# Proving cardinality of sets

• Apr 28th 2011, 11:44 AM
xEnOn
Proving cardinality of sets
Given that sets A, B, C are subsets of a finite set S prove that
$\left | A\cup B\cup \bar{C} \right | =\left | S \right | -\left | C \right |+\left | A\cap C \right | +\left | B\cap C \right | -\left | A\cap B\cap C \right |$

So I started of throwing a dummy element into the sets that I will keep track of:
$Let \; x\in A\cup B\cup \bar{C}$
$\Rightarrow x\in A \; or \; x\in B \; or \; x\notin C$

Then I list out all the possible cases:
http://quicklatex.com/cache3/ql_c87e...40afa14_l3.png

Since in all the cases, the cardinality are equal to 1, can I say that hence the theorem is proven?
• Apr 28th 2011, 12:09 PM
Plato
Quote:

Originally Posted by xEnOn
Given that sets A, B, C are subsets of a finite set S prove that
$\left | A\cup B\cup \bar{C} \right | =\left | S \right | -\left | C \right |+\left | A\cap C \right | +\left | B\cap C \right | -\left | A\cap B\cap C \right |$

I would start out with this.
$|A\cup B\cup\overline{C}|=|A|+|B|+|\overline{C}|-|A\cap B|-|A\cap\overline{C}|-|B\cap\overline{C}|+|A\cap B\cap\overline{C}|$
Then note four facts:
$|\overline{C}|=|S|-|C|$
$|A\cap\overline{C}|=|A|-|A\cap C|$
$|B\cap\overline{C}|=|B|-|B\cap C|$
$|A\cap B\cap\overline{C}|=|A\cap B|-|A\cap B\cap C|$
Substitute.
• Apr 28th 2011, 10:08 PM
xEnOn
I suddenly got confused at one part.
Is $\left | A\cup B\cup \bar{C} \right |= \left | \bar{C} \right |$?
Because it feels like $A\cup B$ is already part of $\bar{C}$, ie: $(A\cup B) \subseteq \bar{C}$
Then so $\left | A\cup B\cup \bar{C} \right |= \left | \bar{C} \right |$?
• Apr 29th 2011, 02:20 AM
Plato
Quote:

Originally Posted by xEnOn
I suddenly got confused at one part.
Is $\left | A\cup B\cup \bar{C} \right |= \left | \bar{C} \right |$?
Because it feels like $A\cup B$ is already part of $\bar{C}$, ie: $(A\cup B) \subseteq \bar{C}$
Then so $\left | A\cup B\cup \bar{C} \right |= \left | \bar{C} \right |$?

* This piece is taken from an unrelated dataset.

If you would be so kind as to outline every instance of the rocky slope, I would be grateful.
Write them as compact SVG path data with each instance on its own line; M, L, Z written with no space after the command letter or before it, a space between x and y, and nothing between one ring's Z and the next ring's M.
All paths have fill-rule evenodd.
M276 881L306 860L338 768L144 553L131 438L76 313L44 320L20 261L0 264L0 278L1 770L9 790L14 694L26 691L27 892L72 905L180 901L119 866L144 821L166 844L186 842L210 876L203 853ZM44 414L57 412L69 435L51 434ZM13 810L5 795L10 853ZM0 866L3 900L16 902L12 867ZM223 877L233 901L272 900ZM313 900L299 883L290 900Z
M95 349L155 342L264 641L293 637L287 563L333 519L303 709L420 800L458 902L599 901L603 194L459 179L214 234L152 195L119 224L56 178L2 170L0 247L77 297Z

$(A\cup B) \subseteq \overline{C}$, this true only if $(A\cup B)\cap C=\emptyset$.
Otherwise, it is not true.
• Apr 29th 2011, 07:19 AM
xEnOn
Quote:

Originally Posted by Plato
$(A\cup B) \subseteq \overline{C}$, this true only if $(A\cup B)\cap C=\emptyset$.
Otherwise, it is not true.

Why is it true only if it is an empty set?
Any elements in A or in B or in both or somewhere in the universal set outside of C, as long as it is not in C, it is considered $\overline{C}$, isn't it?
• Apr 29th 2011, 07:33 AM
Plato
Quote:

Originally Posted by xEnOn
Why is it true only if it is an empty set?
Any elements in A or in B or in both or somewhere in the universal set outside of C, as long as it is not in C, it is considered $\overline{C}$, isn't it?

$\begin{gathered} S = \left\{ {0,1,2,3,4,5,6,7,8,9} \right\} \hfill \\ A = \left\{ {0,1,2,3,4} \right\} \hfill \\ B = \left\{ {1,3,5,7,9} \right\} \hfill \\ C = \left\{ {4,5,6,7} \right\}\;\& \;\overline C = \left\{ {0,1,2,3,8,9} \right\} \hfill \\ \end{gathered}$
Now is $(A\cup B)\subseteq \overline C~?$
• Apr 29th 2011, 09:54 AM
xEnOn
Quote:

Originally Posted by Plato
$\begin{gathered} S = \left\{ {0,1,2,3,4,5,6,7,8,9} \right\} \hfill \\ A = \left\{ {0,1,2,3,4} \right\} \hfill \\ B = \left\{ {1,3,5,7,9} \right\} \hfill \\ C = \left\{ {4,5,6,7} \right\}\;\& \;\overline C = \left\{ {0,1,2,3,8,9} \right\} \hfill \\ \end{gathered}$
Now is $(A\cup B)\subseteq \overline C~?$

oh you are right! Maybe it is more appropriate to say $((A \cup B)\cap \overline{C})\subseteq \overline{C}$. Thanks!